If all other techniques to obtain a patent airway fail, then the patient is likely to rapidly deteriorate, and suffer a cardiac arrest due to hypoxia. Rapid and decisive intervention is therefore required. A surgical airway is potentially life saving in this situation. The two surgical airway techniques taught on this course are needle cricothyroidotomy and surgical cricothyroidotomy.
The needle cricothyroidotomy is a technique to insert a cannula through the cricothyroid membrane into the trachea. This membrane is located in the anterior neck, below the easily palpated thyroid cartilage, and above the cricoid ring. A syringe should be attached to the back of a large bore cannula. This cannula is inserted through the cricothyroid membrane, at a 45 degree angle facing caudally. Once the tip of the cannula lies in the trachea, air can be freely aspirated in to the syringe.
At this point the cannula should be advanced forward over the needle and the needle removed. The cannula then needs to be attached a high flow oxygen source to provide intermittent oxygenation. There are several techniques to achieve this. Perhaps the most efficient way to do this is to attach a 3 way tap between the cannula and the oxygen tubing attached to one of the other ports. This will leave one port open which should be used to provide intermittent oxygenation to the patient. This is achieved by occluding the port for 1 second and then opening it for 4 seconds. This is then repeated in a cyclical manner, so that oxygen is being driven into the patient for 1 second out of every 5.

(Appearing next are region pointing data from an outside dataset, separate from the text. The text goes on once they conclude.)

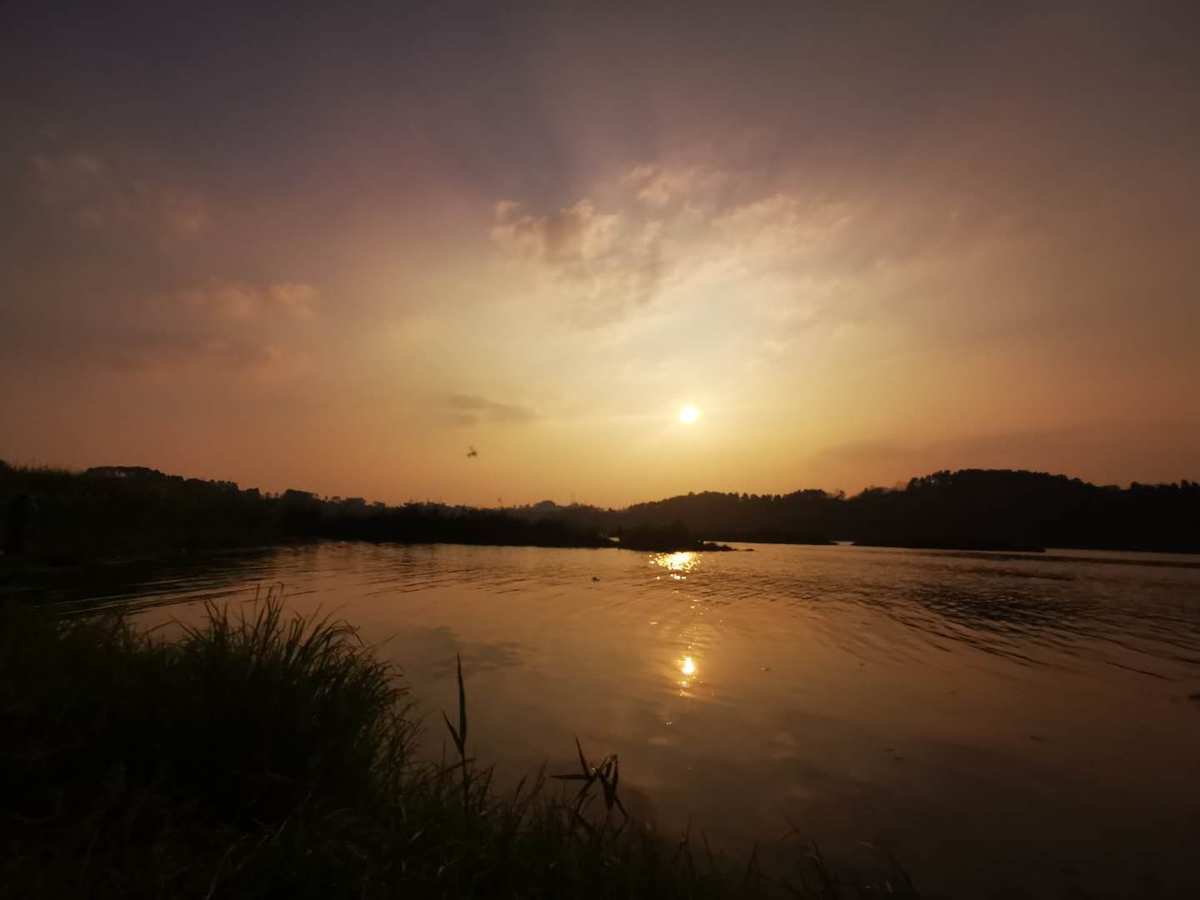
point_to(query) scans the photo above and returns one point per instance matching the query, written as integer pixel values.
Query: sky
(334, 249)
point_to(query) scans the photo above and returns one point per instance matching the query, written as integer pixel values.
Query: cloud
(238, 327)
(601, 264)
(471, 409)
(97, 195)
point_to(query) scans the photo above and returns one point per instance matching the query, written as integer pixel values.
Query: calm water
(990, 719)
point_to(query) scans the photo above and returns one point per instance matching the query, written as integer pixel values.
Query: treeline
(973, 509)
(114, 511)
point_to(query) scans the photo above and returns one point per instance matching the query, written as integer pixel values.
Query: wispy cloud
(471, 409)
(95, 193)
(601, 264)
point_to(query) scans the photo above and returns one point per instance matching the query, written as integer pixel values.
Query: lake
(999, 723)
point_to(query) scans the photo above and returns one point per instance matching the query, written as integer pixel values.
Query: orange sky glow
(334, 253)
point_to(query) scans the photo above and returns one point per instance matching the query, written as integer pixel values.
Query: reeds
(265, 755)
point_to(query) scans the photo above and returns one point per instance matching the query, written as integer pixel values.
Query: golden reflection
(678, 564)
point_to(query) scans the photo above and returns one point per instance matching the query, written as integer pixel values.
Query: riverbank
(267, 755)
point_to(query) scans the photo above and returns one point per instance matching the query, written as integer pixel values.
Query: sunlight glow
(679, 563)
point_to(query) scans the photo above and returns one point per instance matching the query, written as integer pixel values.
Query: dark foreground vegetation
(264, 756)
(59, 516)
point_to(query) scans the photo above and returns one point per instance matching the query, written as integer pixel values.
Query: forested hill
(999, 509)
(132, 510)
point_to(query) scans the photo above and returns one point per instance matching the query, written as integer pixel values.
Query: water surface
(994, 720)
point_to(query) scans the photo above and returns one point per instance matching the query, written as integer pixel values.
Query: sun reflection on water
(678, 564)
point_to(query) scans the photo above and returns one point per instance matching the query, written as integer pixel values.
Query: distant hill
(107, 511)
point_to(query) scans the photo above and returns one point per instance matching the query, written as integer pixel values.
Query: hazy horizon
(336, 250)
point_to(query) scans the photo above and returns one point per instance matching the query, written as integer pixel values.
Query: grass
(262, 755)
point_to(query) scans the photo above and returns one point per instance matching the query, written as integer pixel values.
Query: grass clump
(263, 755)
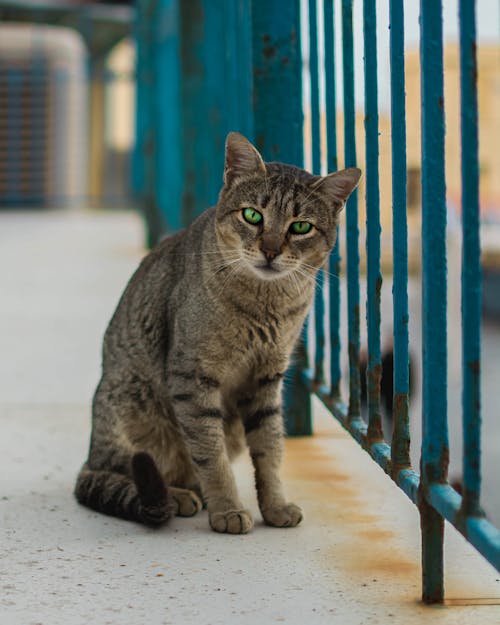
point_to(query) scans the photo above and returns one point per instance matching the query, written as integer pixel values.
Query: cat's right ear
(242, 159)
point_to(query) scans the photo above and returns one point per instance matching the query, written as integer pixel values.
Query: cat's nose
(269, 255)
(271, 248)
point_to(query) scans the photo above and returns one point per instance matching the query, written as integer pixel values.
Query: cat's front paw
(231, 521)
(288, 515)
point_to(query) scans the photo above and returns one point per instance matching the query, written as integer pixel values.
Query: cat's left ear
(337, 187)
(242, 159)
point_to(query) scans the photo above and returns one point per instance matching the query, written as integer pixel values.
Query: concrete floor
(355, 558)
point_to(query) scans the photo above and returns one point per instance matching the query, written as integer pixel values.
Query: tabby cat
(194, 356)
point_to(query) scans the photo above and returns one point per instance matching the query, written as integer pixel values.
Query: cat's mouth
(268, 271)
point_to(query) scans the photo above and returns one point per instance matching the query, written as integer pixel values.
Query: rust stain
(459, 601)
(367, 549)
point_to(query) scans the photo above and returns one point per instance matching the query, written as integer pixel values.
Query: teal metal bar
(471, 263)
(401, 432)
(435, 454)
(352, 211)
(278, 117)
(332, 165)
(277, 80)
(319, 299)
(145, 161)
(374, 276)
(166, 141)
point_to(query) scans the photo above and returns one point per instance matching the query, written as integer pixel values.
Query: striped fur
(195, 354)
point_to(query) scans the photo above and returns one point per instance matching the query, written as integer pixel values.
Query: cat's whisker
(221, 267)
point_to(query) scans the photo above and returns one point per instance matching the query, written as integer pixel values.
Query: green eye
(252, 216)
(300, 227)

This technique does not ventilate since it does not allow for gas exchange. Instead, it allows for oxygenation of the patient. For this reason, this technique is only a temporising measure and will usually allow approximately 20-30 minutes before a more definitive procedure should be undertaken. This window can be life saving, and the value of this procedure should not be underestimated.

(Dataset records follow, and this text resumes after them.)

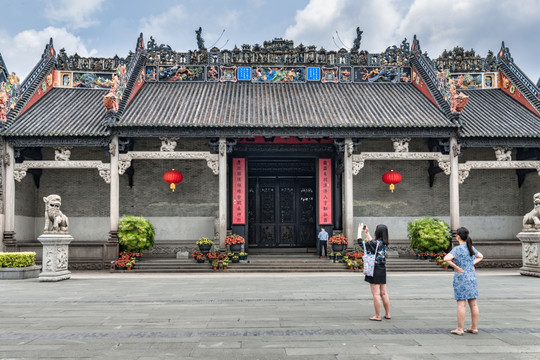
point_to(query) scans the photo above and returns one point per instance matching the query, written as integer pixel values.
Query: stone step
(276, 263)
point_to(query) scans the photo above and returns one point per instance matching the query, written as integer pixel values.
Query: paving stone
(97, 315)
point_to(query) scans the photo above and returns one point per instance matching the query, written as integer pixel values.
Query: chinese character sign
(239, 191)
(325, 191)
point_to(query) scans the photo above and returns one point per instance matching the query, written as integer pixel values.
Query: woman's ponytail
(464, 235)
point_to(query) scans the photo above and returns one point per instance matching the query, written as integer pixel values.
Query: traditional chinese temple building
(273, 141)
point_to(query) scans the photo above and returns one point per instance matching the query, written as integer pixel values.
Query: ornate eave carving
(212, 160)
(359, 159)
(20, 169)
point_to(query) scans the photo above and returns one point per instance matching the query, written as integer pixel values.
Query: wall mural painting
(377, 74)
(150, 74)
(329, 75)
(181, 73)
(212, 73)
(92, 80)
(228, 74)
(268, 74)
(467, 81)
(345, 73)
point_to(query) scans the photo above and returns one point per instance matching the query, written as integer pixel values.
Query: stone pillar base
(55, 257)
(530, 246)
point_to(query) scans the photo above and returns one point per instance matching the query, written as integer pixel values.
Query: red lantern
(392, 177)
(173, 177)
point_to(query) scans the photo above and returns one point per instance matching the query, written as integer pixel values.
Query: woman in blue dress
(463, 258)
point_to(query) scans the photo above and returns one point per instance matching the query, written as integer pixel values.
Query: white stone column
(454, 185)
(115, 188)
(348, 191)
(9, 200)
(222, 192)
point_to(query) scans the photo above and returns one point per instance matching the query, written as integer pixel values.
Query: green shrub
(135, 233)
(17, 259)
(429, 234)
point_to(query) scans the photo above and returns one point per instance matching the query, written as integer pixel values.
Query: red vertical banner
(239, 191)
(325, 191)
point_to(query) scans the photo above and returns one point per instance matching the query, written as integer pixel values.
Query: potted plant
(235, 242)
(18, 265)
(338, 242)
(135, 233)
(204, 244)
(126, 260)
(429, 235)
(198, 256)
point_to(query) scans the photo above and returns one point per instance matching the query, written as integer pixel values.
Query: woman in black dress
(377, 282)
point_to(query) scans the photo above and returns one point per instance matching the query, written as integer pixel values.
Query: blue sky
(104, 28)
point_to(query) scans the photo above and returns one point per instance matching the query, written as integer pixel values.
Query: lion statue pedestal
(55, 241)
(530, 240)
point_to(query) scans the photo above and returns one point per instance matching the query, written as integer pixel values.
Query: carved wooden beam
(443, 160)
(104, 168)
(466, 167)
(212, 160)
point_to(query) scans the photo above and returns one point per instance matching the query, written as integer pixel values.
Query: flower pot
(236, 247)
(205, 248)
(338, 247)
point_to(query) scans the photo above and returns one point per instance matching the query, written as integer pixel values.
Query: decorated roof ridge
(126, 76)
(425, 70)
(506, 65)
(4, 74)
(32, 81)
(460, 60)
(277, 51)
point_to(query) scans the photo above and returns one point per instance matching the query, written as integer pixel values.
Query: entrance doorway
(281, 208)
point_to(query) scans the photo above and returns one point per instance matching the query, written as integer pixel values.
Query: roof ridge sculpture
(424, 67)
(506, 65)
(123, 84)
(4, 74)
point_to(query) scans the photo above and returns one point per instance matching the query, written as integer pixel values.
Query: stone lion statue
(531, 221)
(55, 221)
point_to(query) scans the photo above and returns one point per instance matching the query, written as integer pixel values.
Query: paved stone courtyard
(98, 315)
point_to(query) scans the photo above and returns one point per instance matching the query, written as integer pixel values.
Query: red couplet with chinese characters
(325, 191)
(239, 191)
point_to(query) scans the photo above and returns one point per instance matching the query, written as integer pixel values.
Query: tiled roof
(63, 112)
(492, 113)
(315, 105)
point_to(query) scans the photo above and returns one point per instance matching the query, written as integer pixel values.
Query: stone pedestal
(55, 257)
(530, 246)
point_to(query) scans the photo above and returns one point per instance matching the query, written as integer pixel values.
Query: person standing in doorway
(463, 258)
(323, 241)
(377, 282)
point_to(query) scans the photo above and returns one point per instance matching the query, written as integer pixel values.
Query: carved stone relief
(503, 153)
(168, 144)
(401, 144)
(62, 153)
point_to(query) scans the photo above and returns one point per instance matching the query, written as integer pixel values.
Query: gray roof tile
(281, 106)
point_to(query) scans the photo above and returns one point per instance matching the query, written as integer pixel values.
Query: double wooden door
(281, 212)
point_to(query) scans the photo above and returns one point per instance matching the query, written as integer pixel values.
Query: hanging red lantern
(392, 177)
(173, 177)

Potential complications of this procedure are numerous and by understanding the local anatomy, the practitioner will be able to understand and anticipate potential problems. Complications include (but are not limited to) malposition of the cannula (with subsequent emphysema, haemorrhage or oesophageal perforation), hypoventilation, barotrauma and thyroid trauma.
This technique involves a surgical incision through the cricothyroid membrane to allow passage of a more definitive airway device. This is ideally with size 6.0 cuffed endotracheal tube.
Since this provides a larger bore than the cannula of needle cricothyroidotomy, it is possible to provide ventilation, not simply oxygenation. However, since a larger incision is required, there is a greater risk of complication.